Kinda thrown into administration of a cisco 2801 router and am really not sure what to do about an issue we have. Below are the relevant parts of our config with IP's changed. The issue is, with this config, we are natting all internal IP's going to the Internet as a single IP (PAT?)...same IP as the external interface.
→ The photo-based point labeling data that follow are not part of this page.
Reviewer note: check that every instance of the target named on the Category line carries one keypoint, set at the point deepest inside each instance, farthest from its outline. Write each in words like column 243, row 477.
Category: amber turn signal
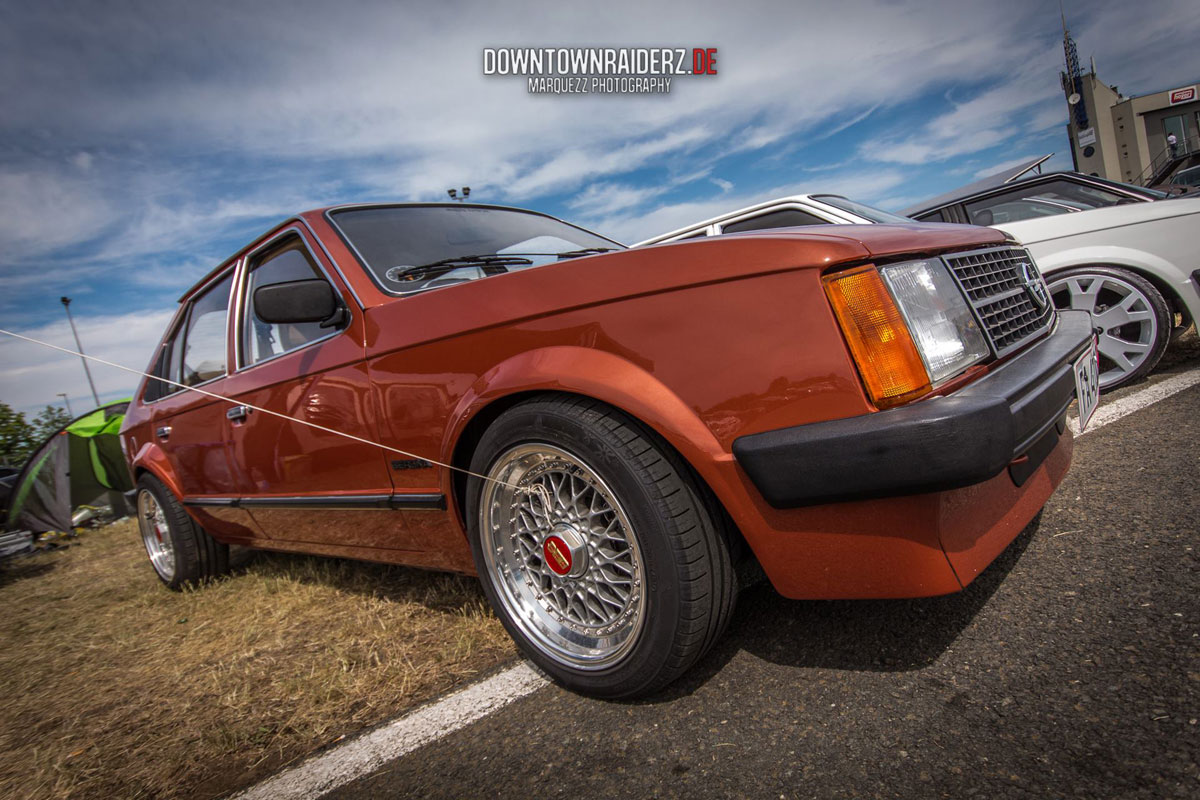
column 877, row 336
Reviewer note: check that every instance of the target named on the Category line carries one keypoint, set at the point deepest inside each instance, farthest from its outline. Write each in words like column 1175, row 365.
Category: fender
column 153, row 459
column 604, row 377
column 1146, row 264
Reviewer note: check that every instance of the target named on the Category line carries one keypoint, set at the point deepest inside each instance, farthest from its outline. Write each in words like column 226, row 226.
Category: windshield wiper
column 448, row 264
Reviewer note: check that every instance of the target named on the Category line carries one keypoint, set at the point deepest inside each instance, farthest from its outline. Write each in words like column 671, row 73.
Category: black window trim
column 247, row 266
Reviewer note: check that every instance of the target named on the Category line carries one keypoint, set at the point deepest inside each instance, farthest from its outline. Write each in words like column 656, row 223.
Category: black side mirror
column 300, row 301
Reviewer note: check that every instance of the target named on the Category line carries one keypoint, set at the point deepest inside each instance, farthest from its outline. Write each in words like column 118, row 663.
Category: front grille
column 995, row 284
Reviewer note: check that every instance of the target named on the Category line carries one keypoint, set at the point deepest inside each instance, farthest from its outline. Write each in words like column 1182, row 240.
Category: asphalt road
column 1071, row 668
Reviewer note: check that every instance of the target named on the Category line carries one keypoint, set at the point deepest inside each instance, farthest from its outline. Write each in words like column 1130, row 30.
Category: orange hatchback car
column 607, row 435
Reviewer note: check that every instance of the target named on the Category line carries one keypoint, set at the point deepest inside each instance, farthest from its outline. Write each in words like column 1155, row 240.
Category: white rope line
column 534, row 489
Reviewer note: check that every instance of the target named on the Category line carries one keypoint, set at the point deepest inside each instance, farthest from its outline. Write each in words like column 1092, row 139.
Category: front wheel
column 1134, row 317
column 180, row 551
column 599, row 551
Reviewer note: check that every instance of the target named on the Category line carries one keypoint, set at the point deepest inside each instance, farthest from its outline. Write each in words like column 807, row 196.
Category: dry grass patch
column 114, row 686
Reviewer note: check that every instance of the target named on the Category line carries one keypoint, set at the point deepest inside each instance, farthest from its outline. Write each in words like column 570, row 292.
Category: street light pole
column 66, row 304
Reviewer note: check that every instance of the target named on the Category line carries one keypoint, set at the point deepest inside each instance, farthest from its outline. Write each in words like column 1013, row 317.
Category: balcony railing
column 1165, row 162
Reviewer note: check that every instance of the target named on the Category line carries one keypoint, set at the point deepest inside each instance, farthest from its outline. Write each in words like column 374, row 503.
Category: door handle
column 238, row 413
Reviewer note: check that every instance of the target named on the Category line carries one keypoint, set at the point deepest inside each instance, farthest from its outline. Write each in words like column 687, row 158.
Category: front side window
column 204, row 335
column 166, row 366
column 1043, row 199
column 259, row 341
column 419, row 247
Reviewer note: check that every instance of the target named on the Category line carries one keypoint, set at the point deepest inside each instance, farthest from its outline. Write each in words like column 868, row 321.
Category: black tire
column 664, row 525
column 180, row 551
column 1128, row 352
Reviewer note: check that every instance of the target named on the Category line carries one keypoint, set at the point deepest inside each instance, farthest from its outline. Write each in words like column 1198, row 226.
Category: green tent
column 78, row 464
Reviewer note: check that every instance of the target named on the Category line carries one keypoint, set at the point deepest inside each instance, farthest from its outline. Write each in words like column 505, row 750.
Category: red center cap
column 558, row 554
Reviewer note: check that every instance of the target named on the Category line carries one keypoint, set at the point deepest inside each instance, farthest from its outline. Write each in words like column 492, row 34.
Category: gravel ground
column 1069, row 668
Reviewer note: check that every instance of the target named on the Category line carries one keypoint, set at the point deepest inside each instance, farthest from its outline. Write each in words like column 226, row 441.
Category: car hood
column 1083, row 222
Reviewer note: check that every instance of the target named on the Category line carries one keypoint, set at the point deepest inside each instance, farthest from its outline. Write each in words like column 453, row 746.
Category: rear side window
column 196, row 352
column 781, row 218
column 204, row 336
column 261, row 341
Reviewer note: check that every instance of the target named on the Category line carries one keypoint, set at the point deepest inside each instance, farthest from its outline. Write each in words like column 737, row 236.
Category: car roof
column 997, row 179
column 969, row 192
column 814, row 199
column 306, row 216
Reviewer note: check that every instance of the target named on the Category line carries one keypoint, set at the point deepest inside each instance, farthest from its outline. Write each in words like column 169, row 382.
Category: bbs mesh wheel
column 599, row 551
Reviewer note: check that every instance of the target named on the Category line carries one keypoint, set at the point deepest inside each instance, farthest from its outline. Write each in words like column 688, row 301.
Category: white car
column 1135, row 268
column 791, row 211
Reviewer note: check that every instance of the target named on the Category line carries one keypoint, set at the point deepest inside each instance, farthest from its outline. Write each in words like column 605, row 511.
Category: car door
column 304, row 483
column 190, row 427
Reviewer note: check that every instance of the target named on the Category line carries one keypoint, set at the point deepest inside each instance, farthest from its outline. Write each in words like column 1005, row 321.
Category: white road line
column 1129, row 403
column 359, row 757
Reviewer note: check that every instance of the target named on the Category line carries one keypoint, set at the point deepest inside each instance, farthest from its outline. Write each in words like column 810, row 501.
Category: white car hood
column 1081, row 222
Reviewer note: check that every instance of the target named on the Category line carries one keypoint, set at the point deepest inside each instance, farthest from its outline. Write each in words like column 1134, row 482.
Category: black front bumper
column 943, row 443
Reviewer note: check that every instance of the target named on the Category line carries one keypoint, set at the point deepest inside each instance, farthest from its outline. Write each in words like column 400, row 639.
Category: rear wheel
column 599, row 551
column 1134, row 317
column 180, row 551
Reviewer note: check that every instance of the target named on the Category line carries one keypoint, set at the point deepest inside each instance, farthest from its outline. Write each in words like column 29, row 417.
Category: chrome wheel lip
column 532, row 595
column 156, row 535
column 1131, row 326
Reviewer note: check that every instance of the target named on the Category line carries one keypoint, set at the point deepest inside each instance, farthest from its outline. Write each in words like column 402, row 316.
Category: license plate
column 1087, row 384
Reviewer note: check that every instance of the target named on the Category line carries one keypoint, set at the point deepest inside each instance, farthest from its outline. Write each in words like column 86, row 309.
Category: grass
column 114, row 686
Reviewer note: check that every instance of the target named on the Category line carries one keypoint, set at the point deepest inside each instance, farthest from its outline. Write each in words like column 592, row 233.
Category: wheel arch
column 1143, row 264
column 597, row 376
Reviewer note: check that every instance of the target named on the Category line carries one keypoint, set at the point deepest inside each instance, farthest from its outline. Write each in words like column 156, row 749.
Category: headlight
column 907, row 326
column 941, row 323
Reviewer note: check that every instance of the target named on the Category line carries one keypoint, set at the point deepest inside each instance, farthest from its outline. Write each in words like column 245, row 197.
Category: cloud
column 600, row 199
column 637, row 226
column 45, row 209
column 1003, row 164
column 34, row 374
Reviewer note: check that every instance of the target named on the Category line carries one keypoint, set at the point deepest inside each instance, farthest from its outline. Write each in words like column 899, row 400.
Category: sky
column 144, row 143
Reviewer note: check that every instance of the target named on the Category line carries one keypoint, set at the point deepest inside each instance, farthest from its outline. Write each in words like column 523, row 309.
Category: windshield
column 394, row 241
column 861, row 209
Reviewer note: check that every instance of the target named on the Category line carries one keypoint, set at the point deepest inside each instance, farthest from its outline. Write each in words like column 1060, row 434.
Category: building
column 1125, row 138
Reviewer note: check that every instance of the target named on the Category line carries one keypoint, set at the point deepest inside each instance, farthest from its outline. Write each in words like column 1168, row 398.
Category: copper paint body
column 702, row 341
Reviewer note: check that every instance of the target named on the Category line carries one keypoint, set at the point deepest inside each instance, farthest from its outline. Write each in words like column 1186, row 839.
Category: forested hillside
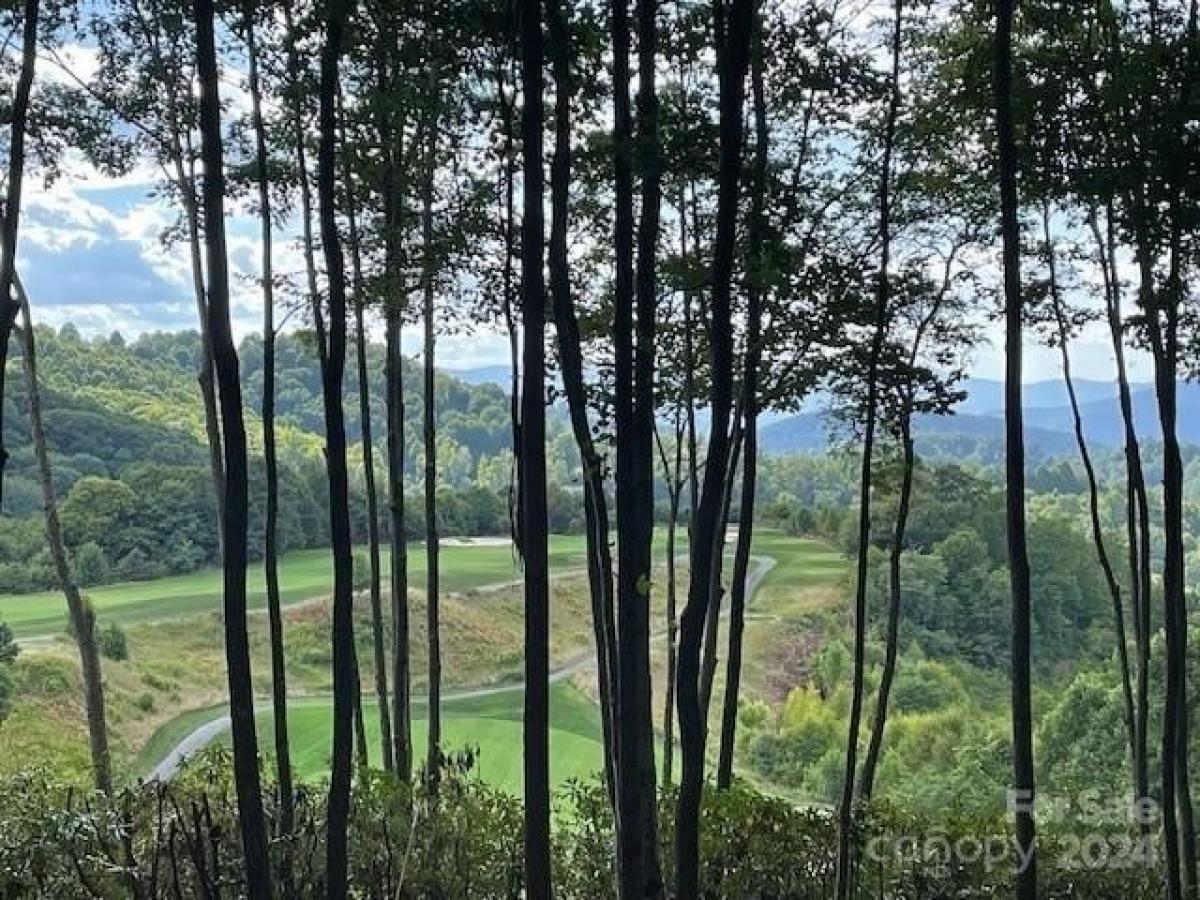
column 126, row 431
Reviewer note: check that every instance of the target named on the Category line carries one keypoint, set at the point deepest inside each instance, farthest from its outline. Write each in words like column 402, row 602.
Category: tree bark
column 1093, row 504
column 757, row 235
column 83, row 618
column 1026, row 880
column 846, row 862
column 567, row 327
column 433, row 756
column 17, row 127
column 732, row 39
column 1137, row 510
column 533, row 469
column 333, row 373
column 360, row 342
column 225, row 353
column 270, row 456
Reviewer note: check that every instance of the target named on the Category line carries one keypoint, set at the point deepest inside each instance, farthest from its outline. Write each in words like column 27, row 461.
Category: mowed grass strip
column 304, row 575
column 492, row 724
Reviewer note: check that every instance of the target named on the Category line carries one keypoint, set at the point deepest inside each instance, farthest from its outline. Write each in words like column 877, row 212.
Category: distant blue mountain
column 976, row 429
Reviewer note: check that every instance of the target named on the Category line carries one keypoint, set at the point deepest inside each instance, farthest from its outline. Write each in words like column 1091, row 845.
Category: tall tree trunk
column 673, row 477
column 1093, row 503
column 360, row 342
column 430, row 435
column 1137, row 509
column 225, row 353
column 391, row 136
column 1026, row 882
column 534, row 525
column 595, row 504
column 846, row 863
column 270, row 456
column 18, row 118
column 732, row 40
column 83, row 618
column 713, row 617
column 636, row 690
column 757, row 235
column 333, row 373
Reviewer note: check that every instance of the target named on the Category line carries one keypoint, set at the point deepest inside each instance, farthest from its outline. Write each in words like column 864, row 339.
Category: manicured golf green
column 304, row 575
column 491, row 723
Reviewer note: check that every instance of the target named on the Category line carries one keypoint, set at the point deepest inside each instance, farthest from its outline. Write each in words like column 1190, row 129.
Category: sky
column 91, row 252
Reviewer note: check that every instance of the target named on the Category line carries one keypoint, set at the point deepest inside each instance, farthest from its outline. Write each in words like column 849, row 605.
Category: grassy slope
column 303, row 575
column 491, row 724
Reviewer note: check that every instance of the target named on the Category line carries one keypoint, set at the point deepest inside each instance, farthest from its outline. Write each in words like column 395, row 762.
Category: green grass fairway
column 303, row 575
column 491, row 723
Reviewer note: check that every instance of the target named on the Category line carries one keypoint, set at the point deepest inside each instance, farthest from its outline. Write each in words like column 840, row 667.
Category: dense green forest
column 743, row 586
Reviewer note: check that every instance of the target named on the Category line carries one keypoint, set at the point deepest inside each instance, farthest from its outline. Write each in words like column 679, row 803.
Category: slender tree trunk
column 732, row 40
column 333, row 373
column 846, row 862
column 360, row 341
column 83, row 618
column 1026, row 882
column 713, row 617
column 391, row 135
column 533, row 469
column 673, row 477
column 595, row 505
column 1137, row 510
column 270, row 459
column 18, row 118
column 1093, row 504
column 636, row 700
column 241, row 693
column 757, row 234
column 431, row 461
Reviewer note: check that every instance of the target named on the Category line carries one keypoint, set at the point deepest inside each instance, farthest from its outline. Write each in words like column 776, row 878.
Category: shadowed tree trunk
column 241, row 694
column 1137, row 509
column 18, row 118
column 534, row 525
column 567, row 327
column 756, row 239
column 333, row 373
column 732, row 40
column 270, row 461
column 83, row 619
column 1026, row 880
column 360, row 343
column 846, row 863
column 1093, row 503
column 433, row 755
column 391, row 138
column 673, row 475
column 713, row 617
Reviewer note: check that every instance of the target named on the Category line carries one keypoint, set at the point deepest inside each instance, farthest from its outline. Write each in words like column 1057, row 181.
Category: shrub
column 113, row 643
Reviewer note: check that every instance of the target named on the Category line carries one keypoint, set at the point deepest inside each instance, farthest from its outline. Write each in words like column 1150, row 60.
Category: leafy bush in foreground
column 179, row 841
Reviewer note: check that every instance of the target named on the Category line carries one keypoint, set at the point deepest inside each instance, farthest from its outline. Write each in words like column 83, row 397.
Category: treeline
column 798, row 197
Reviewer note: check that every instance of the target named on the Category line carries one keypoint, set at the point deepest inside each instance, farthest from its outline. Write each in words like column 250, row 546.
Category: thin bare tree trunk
column 83, row 619
column 595, row 505
column 846, row 862
column 534, row 523
column 1093, row 504
column 1026, row 881
column 732, row 40
column 333, row 347
column 432, row 575
column 270, row 457
column 360, row 342
column 241, row 693
column 18, row 118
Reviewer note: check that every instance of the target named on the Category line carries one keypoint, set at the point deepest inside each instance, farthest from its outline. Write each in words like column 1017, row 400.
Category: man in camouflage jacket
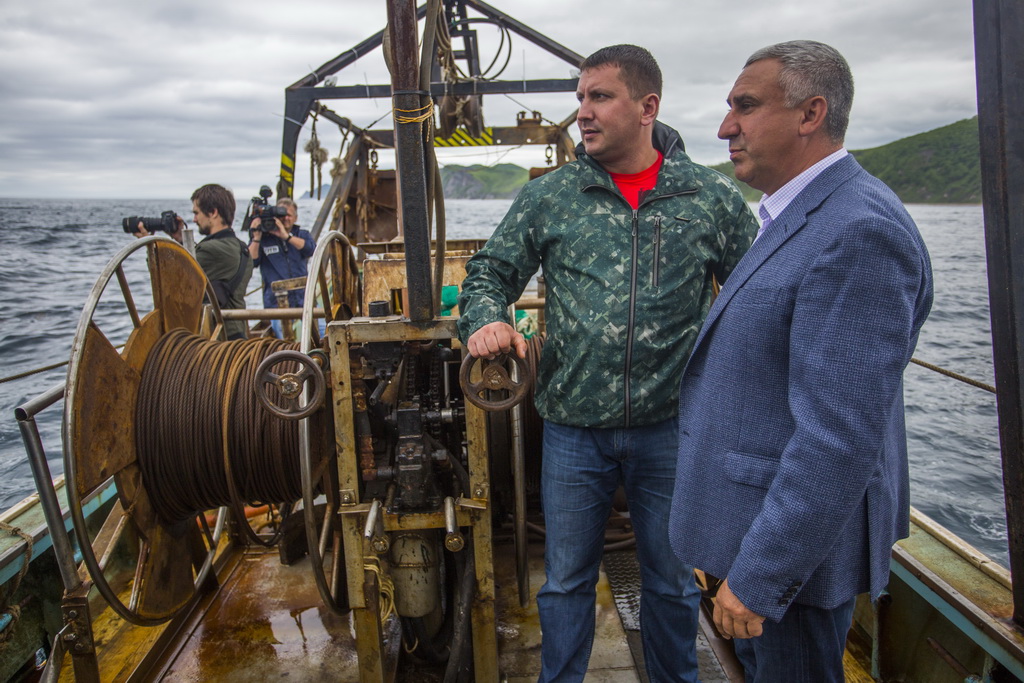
column 627, row 292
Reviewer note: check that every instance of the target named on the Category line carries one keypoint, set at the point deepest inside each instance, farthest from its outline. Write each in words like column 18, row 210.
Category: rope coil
column 427, row 113
column 203, row 439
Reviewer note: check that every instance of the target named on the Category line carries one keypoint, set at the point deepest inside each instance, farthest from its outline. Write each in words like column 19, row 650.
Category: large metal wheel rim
column 75, row 503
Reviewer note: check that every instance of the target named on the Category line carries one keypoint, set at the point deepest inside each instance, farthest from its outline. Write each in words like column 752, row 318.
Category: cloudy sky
column 122, row 98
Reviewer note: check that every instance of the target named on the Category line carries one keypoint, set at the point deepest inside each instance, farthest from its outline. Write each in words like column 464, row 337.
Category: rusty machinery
column 366, row 427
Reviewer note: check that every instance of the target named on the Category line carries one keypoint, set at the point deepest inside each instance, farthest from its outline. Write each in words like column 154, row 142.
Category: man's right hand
column 496, row 338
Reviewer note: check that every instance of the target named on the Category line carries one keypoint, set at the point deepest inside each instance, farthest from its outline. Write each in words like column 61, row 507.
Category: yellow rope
column 384, row 584
column 428, row 112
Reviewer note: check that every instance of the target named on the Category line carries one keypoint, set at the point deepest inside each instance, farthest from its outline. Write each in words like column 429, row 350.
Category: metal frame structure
column 304, row 96
column 999, row 65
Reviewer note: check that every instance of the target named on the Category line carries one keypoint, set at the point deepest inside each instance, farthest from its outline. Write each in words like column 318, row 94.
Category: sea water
column 55, row 250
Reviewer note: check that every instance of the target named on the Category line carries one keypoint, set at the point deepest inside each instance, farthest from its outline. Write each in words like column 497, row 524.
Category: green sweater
column 218, row 255
column 627, row 291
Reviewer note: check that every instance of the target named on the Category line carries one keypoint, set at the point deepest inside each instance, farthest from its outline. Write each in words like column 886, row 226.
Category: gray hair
column 811, row 69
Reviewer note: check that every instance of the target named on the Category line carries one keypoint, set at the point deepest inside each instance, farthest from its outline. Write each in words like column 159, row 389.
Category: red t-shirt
column 632, row 184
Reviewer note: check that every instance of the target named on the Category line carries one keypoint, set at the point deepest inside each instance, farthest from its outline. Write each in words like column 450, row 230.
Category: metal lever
column 453, row 539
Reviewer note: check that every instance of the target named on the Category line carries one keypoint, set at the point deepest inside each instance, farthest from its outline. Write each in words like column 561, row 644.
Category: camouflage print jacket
column 627, row 291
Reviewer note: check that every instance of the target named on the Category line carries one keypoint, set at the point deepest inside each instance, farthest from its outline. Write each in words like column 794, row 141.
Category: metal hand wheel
column 494, row 377
column 289, row 385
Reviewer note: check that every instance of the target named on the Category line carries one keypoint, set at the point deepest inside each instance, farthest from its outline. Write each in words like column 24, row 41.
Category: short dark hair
column 637, row 68
column 216, row 197
column 811, row 69
column 288, row 202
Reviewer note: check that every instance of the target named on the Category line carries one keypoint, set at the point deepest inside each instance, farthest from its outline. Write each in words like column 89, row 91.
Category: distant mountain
column 482, row 182
column 942, row 166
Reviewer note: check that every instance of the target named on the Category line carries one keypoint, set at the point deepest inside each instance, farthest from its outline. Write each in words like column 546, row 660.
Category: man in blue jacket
column 792, row 480
column 281, row 254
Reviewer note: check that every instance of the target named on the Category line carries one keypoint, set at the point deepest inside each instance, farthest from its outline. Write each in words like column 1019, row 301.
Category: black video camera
column 168, row 222
column 261, row 209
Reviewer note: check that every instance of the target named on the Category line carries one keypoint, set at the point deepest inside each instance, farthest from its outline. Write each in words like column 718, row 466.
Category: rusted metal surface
column 940, row 593
column 410, row 156
column 998, row 27
column 178, row 286
column 104, row 413
column 267, row 623
column 383, row 276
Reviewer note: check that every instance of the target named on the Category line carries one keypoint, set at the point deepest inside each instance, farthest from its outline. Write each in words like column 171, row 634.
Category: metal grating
column 623, row 570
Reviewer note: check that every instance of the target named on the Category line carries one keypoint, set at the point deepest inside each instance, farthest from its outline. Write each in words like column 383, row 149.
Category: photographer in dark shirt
column 220, row 254
column 281, row 254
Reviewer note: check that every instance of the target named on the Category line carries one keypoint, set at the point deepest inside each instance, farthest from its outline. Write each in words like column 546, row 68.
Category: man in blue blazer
column 792, row 480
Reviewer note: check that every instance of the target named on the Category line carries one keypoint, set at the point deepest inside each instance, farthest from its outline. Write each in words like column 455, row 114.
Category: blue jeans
column 583, row 467
column 805, row 647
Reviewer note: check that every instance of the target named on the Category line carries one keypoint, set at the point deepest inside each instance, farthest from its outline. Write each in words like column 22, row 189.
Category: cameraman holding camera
column 281, row 249
column 221, row 255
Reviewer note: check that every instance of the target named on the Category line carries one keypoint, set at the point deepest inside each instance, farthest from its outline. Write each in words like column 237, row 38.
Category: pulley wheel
column 495, row 377
column 333, row 283
column 280, row 391
column 98, row 430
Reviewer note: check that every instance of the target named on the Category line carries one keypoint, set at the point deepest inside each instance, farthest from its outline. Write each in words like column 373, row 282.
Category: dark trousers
column 806, row 646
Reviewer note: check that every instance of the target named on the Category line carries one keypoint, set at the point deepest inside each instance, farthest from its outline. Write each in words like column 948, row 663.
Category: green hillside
column 500, row 181
column 941, row 166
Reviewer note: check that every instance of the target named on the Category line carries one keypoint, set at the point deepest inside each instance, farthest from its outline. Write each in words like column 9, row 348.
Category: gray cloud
column 119, row 98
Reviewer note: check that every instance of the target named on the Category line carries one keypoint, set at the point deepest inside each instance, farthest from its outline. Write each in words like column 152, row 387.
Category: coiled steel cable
column 203, row 439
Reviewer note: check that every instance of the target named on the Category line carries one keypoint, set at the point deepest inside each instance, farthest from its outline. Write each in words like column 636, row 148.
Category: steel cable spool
column 204, row 440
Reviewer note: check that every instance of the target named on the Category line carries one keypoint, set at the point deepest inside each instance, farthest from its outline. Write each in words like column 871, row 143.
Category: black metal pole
column 410, row 157
column 998, row 31
column 62, row 550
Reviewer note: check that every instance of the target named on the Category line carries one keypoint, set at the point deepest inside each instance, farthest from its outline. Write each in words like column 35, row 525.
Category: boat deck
column 266, row 622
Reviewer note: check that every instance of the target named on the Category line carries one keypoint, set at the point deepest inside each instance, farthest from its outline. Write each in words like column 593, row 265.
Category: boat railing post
column 409, row 114
column 44, row 484
column 998, row 27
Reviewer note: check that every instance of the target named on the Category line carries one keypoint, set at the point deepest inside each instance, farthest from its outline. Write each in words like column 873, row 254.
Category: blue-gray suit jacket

The issue this is causing are bounced emails sent to domains who are doing reverse lookups...our mail server was assigned the 65.199.20.20 address and receiving mail to that address is no problem. But when sending, the IP in the mail header is the Serial interface IP. How do I make the mail server IP the same for incoming and outgoing? Do I need a nat pool?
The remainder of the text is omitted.